In a multicenter phase I/II clinical trial led by investigators at the University of Colorado and Indiana University, 18 patients with liver metastases were treated on an initial phase I dose escalation protocol; an additional 29 patients were subsequently enrolled in the phase II component of the study [22, 61, 62]. Eligible patients had one to three hepatic metastases, with maximum individual lesion diameter less than 6 cm. In the phase I study, radiation doses were escalated from 36 to 60 Gy in 3 fractions; all patients in phase II were treated to 60 Gy. The dose was prescribed to the 80–90 % isodose (equivalent to 80–90 % of prescribed dose), and at least 700 cm3 of normal liver had to receive a total dose less than 15 Gy. Results of the phase I component of the study indicated that doses of up to 60 Gy in 3 fraction regimens could be delivered safely for hepatic metastases [23]. While the maximum tolerated dose was not reached, the study successfully enrolled at the highest predefined dose level. The primary phase II study endpoint was in-field tumor control. At a median follow-up of 16 months, local progression was observed in only three of 49 assessable lesions [62]. Median time to progression was 7.5 months after SBRT. Actuarial in-field local control rates at 1 and 2 years after SBRT were 95 % and 92 %, respectively. Among lesions with maximal diameter of 3 cm or less, 2-year local control was 100 %. Median survival was 20.5 months, although 45 % of the patients had active extrahepatic disease at the time of treatment.

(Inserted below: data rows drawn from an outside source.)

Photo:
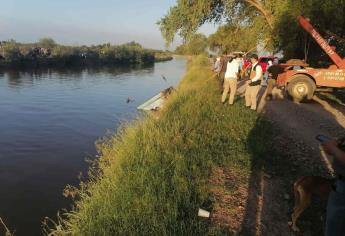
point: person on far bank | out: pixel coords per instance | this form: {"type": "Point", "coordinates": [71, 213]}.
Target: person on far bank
{"type": "Point", "coordinates": [254, 84]}
{"type": "Point", "coordinates": [223, 63]}
{"type": "Point", "coordinates": [273, 72]}
{"type": "Point", "coordinates": [217, 66]}
{"type": "Point", "coordinates": [335, 219]}
{"type": "Point", "coordinates": [230, 80]}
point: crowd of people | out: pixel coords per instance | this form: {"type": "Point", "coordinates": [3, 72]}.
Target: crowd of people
{"type": "Point", "coordinates": [231, 68]}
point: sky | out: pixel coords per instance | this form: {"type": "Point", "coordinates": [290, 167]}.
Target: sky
{"type": "Point", "coordinates": [86, 22]}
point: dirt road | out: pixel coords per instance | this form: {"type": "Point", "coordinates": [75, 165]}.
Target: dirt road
{"type": "Point", "coordinates": [297, 125]}
{"type": "Point", "coordinates": [269, 195]}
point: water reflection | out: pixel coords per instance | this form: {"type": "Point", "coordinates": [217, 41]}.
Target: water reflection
{"type": "Point", "coordinates": [50, 120]}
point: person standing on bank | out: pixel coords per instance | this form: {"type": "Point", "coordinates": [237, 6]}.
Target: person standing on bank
{"type": "Point", "coordinates": [230, 80]}
{"type": "Point", "coordinates": [223, 65]}
{"type": "Point", "coordinates": [273, 72]}
{"type": "Point", "coordinates": [254, 84]}
{"type": "Point", "coordinates": [335, 220]}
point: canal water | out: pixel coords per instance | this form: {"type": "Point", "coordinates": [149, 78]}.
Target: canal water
{"type": "Point", "coordinates": [49, 123]}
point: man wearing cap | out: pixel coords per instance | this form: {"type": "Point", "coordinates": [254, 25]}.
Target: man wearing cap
{"type": "Point", "coordinates": [230, 79]}
{"type": "Point", "coordinates": [254, 84]}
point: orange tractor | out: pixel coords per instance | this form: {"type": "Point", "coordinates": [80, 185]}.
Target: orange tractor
{"type": "Point", "coordinates": [302, 81]}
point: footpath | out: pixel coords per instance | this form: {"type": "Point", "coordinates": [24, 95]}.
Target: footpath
{"type": "Point", "coordinates": [296, 154]}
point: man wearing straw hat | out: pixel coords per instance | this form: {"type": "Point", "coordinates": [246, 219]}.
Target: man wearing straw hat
{"type": "Point", "coordinates": [254, 84]}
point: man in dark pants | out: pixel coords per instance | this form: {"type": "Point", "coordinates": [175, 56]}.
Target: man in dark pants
{"type": "Point", "coordinates": [223, 61]}
{"type": "Point", "coordinates": [273, 72]}
{"type": "Point", "coordinates": [335, 222]}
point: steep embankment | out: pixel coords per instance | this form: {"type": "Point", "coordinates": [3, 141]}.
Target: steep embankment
{"type": "Point", "coordinates": [155, 173]}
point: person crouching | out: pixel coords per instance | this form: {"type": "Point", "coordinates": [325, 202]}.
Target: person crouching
{"type": "Point", "coordinates": [254, 84]}
{"type": "Point", "coordinates": [230, 80]}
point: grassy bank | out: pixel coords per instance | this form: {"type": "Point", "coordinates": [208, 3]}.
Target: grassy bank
{"type": "Point", "coordinates": [154, 174]}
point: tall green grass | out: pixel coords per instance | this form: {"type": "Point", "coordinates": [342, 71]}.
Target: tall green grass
{"type": "Point", "coordinates": [152, 176]}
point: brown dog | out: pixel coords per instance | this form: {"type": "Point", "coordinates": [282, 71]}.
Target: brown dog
{"type": "Point", "coordinates": [304, 188]}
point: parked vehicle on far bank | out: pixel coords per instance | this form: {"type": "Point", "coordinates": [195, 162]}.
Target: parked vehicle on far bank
{"type": "Point", "coordinates": [301, 81]}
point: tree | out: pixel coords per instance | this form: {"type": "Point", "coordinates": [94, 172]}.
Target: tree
{"type": "Point", "coordinates": [47, 43]}
{"type": "Point", "coordinates": [187, 16]}
{"type": "Point", "coordinates": [230, 37]}
{"type": "Point", "coordinates": [196, 44]}
{"type": "Point", "coordinates": [270, 22]}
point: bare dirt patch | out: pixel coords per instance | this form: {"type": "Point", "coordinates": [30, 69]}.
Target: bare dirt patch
{"type": "Point", "coordinates": [263, 204]}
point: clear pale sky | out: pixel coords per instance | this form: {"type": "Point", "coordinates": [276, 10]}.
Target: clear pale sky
{"type": "Point", "coordinates": [77, 22]}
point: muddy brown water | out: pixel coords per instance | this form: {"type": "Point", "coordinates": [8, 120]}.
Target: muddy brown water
{"type": "Point", "coordinates": [49, 122]}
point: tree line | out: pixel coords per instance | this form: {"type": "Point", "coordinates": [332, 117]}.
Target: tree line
{"type": "Point", "coordinates": [46, 52]}
{"type": "Point", "coordinates": [271, 24]}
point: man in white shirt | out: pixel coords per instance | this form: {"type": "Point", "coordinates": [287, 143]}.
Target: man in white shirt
{"type": "Point", "coordinates": [230, 80]}
{"type": "Point", "coordinates": [254, 84]}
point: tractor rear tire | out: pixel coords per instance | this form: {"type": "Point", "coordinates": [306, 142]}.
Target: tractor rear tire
{"type": "Point", "coordinates": [301, 88]}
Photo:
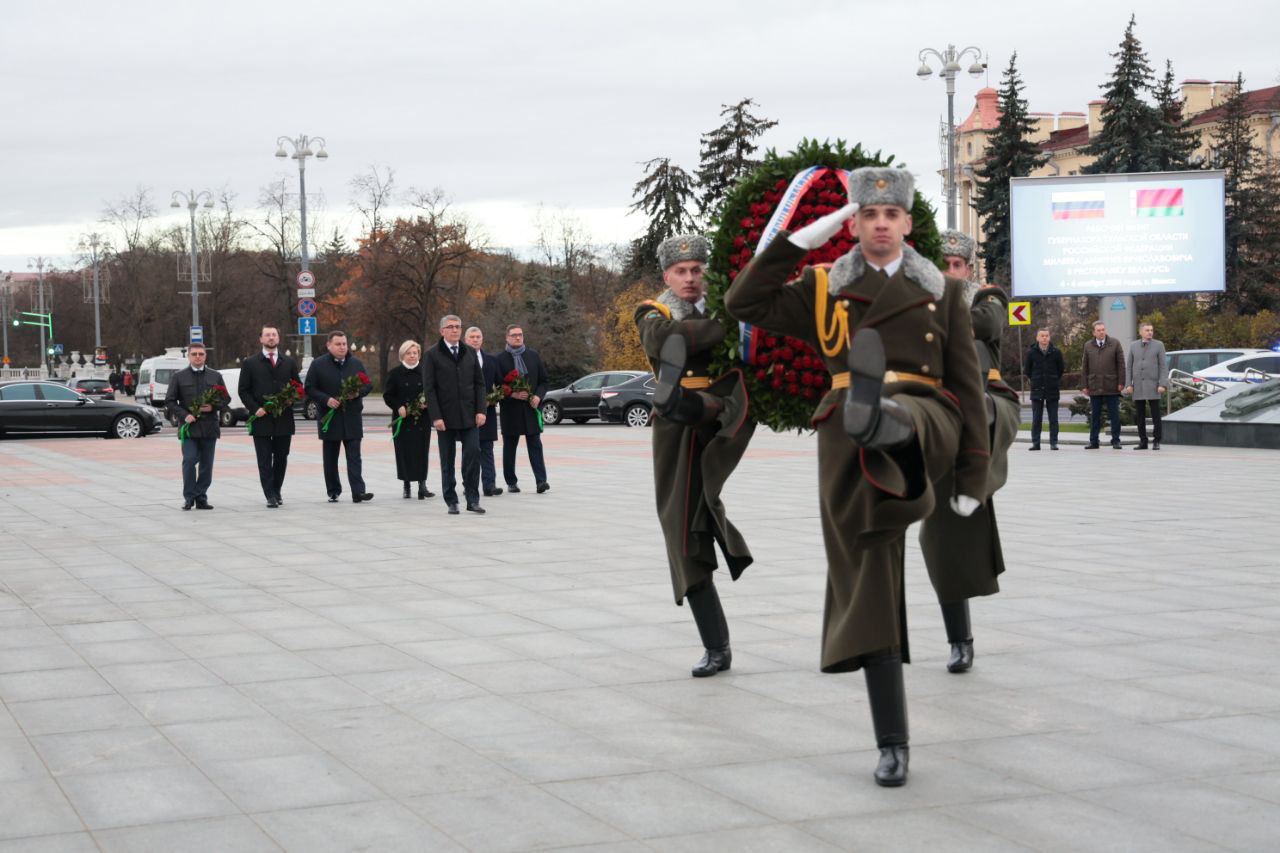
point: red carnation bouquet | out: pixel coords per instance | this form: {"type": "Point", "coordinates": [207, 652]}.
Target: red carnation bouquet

In summary, the published results on SBRT of liver metastases are encouraging with respect to offering patients an alternate noninvasive treatment modality promising high local tumor control rates. However, the range of different doses and fractionation schedules used demonstrates the current lack of a consensus regarding the optimal SBRT protocol for liver metastases. Further studies are necessary to define the ideal dose fractionation schedule to achieve optimal tumor control with minimal side effects.